A propósito del Tercer Mundo, como del mundo desarrollado, observamos la enfermedad que he descrito más arriba: ideólogos que no creen en su ideología, pero que no por ello se baten con menos ardor para defenderla. La izquierda sabe que el socialismo ha fracasado, pero no por ello deja de tratar más ferozmente a los liberales de reaccionarios. ¿Por qué? Los socialistas se han convertido en liberales «pragmáticos», vienen a «meter la hoz en la mies» de los liberales, pero no quieren ratificar su propia conversión. Necesitan, pues, encontrar un medio para marcar la diferencia, proclamando que los liberales se han hecho derechistas; que sólo ellos, los socialistas, han descubierto el liberalismo «de rostro humano». Inclinados hacia el centro, los socialistas mantienen la ilusión de una identidad cultural deportando a los centristas hacia la derecha.
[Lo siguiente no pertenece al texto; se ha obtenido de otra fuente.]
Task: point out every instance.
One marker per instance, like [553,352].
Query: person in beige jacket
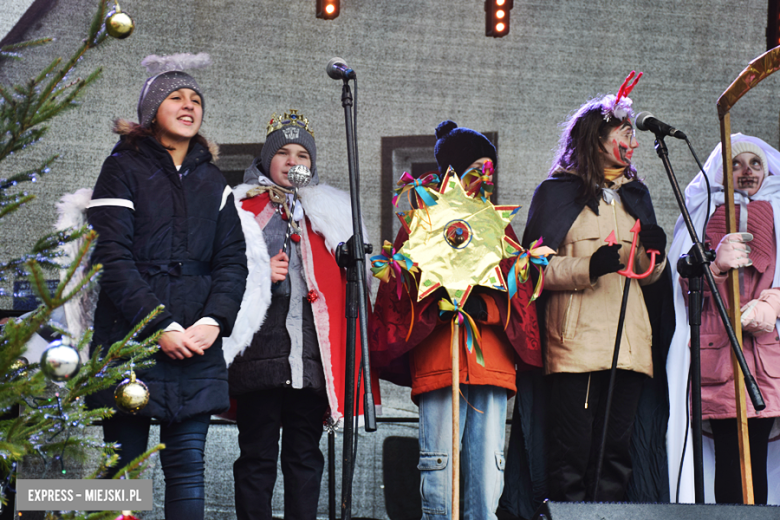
[592,192]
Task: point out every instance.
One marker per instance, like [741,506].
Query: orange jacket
[431,361]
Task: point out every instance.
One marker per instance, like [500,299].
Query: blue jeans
[482,427]
[182,458]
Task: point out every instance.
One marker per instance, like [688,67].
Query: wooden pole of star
[456,419]
[757,70]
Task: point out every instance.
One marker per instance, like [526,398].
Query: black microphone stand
[352,256]
[693,266]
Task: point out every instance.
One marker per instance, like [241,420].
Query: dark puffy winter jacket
[171,240]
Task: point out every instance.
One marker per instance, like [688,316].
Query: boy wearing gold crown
[286,354]
[586,210]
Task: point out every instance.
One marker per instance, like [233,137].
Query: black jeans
[260,415]
[728,473]
[575,434]
[182,458]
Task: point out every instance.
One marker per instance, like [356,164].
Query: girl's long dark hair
[580,148]
[135,133]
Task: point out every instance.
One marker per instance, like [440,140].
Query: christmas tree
[36,417]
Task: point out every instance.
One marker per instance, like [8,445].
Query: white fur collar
[257,296]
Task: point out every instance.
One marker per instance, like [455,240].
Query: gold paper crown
[288,118]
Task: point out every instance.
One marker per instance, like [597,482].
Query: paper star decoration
[459,242]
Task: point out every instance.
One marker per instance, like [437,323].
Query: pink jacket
[762,352]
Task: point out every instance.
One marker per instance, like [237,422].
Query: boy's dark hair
[580,146]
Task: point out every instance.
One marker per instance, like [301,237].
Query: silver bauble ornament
[131,395]
[60,361]
[119,25]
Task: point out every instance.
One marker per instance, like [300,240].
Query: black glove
[605,260]
[652,236]
[475,307]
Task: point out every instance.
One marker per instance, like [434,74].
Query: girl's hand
[172,343]
[732,253]
[279,264]
[198,338]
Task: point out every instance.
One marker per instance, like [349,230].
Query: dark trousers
[182,458]
[575,434]
[260,415]
[728,473]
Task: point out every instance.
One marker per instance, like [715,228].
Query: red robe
[326,282]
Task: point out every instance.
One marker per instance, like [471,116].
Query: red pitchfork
[629,273]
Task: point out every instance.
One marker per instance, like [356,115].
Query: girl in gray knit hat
[168,234]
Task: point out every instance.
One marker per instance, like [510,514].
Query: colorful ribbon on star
[407,184]
[476,181]
[391,263]
[396,265]
[473,337]
[536,255]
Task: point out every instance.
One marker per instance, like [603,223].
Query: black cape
[554,208]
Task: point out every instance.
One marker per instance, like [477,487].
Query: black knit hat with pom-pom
[460,147]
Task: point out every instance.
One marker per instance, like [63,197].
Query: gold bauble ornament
[18,368]
[119,25]
[131,395]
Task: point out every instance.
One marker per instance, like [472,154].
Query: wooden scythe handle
[754,73]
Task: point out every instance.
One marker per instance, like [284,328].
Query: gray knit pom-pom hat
[168,76]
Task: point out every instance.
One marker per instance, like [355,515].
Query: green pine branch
[52,421]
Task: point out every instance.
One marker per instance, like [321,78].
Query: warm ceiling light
[497,17]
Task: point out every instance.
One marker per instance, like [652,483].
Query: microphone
[338,69]
[299,176]
[647,121]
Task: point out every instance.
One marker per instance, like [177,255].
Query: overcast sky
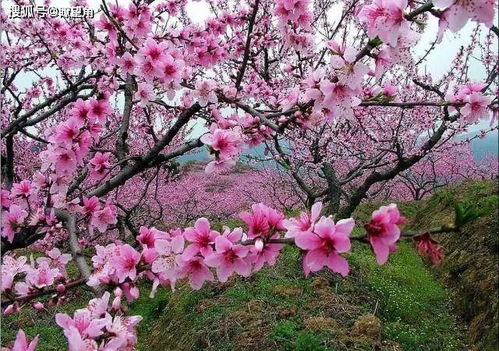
[436,63]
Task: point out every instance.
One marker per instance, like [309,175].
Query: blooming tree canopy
[90,146]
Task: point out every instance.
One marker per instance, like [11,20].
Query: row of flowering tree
[96,112]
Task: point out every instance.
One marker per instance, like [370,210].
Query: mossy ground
[279,309]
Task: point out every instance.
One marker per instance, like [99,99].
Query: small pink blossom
[126,263]
[196,270]
[263,221]
[383,231]
[324,245]
[21,343]
[201,238]
[99,165]
[205,92]
[228,258]
[23,189]
[144,93]
[12,221]
[304,223]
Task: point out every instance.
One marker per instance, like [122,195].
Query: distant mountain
[480,147]
[487,145]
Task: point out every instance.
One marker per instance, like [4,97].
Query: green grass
[412,303]
[248,314]
[272,309]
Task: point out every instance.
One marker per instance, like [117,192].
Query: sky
[437,61]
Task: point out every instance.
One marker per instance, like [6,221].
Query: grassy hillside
[399,306]
[471,267]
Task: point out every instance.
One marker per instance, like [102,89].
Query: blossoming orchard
[97,114]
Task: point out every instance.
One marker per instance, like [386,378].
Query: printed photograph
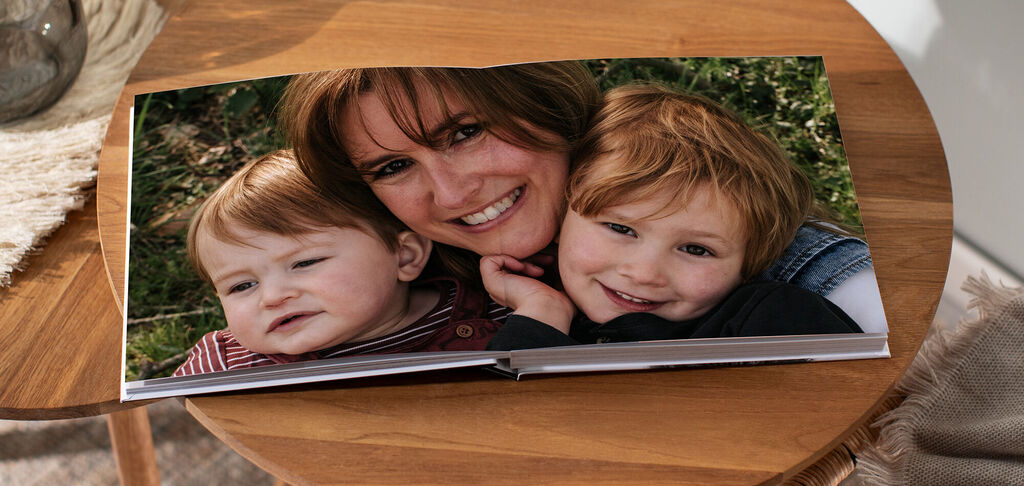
[425,210]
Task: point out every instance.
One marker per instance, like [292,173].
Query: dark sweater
[764,308]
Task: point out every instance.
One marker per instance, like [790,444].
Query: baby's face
[677,266]
[296,295]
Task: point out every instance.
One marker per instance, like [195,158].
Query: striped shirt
[464,319]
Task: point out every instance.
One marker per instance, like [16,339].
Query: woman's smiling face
[475,190]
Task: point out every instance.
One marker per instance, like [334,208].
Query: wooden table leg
[132,444]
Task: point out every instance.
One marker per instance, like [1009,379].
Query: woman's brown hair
[511,101]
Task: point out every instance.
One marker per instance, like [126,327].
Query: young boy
[302,276]
[674,206]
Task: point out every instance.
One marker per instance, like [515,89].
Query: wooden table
[729,426]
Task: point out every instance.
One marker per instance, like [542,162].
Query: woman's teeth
[492,211]
[631,298]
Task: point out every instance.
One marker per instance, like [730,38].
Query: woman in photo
[477,161]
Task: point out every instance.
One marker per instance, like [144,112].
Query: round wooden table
[724,426]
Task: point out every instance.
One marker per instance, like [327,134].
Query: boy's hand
[513,283]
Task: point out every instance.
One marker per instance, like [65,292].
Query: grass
[187,141]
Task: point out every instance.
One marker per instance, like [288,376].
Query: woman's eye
[466,132]
[391,168]
[242,286]
[622,229]
[695,250]
[306,263]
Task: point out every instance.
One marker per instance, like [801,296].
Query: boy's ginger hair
[272,194]
[659,139]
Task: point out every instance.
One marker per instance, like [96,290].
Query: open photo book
[599,215]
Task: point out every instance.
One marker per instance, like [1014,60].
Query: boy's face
[295,295]
[677,266]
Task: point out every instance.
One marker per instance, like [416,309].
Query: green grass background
[187,141]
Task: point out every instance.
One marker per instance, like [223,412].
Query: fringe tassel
[883,462]
[841,461]
[44,180]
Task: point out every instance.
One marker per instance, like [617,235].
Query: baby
[675,205]
[302,276]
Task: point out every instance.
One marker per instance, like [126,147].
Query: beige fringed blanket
[963,418]
[48,161]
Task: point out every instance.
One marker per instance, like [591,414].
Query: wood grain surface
[724,426]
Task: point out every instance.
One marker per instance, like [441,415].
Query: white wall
[968,60]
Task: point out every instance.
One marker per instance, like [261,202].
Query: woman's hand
[513,283]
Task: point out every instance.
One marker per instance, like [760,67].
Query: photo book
[331,225]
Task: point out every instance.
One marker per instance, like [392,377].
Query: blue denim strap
[819,260]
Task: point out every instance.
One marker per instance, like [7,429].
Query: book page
[348,219]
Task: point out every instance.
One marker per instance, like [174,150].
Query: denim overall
[819,260]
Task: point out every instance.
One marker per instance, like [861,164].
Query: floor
[77,451]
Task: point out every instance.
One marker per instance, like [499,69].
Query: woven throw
[48,161]
[962,421]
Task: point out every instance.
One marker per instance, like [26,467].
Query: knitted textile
[48,161]
[963,418]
La sorprendente prosperidad y la aparente invulnerabilidad de la mentira ideológica, sobre todo cuando se apoya sobre hechos crudos y no sobre interpretaciones complejas, suscitan pues un interrogante que no deja de tener fuerza. ¿A qué consecuencias prácticas puede conducir la acción de los hombres y de qué sirve el control de la opinión pública sobre esa acción, si una y otra se inspiran en nociones a tal punto alejadas de la realidad? Y ¿por qué sucede así, en un tiempo en que las nociones acordes con la realidad resultan ser, en casi todas las esferas, tan fácilmente accesibles?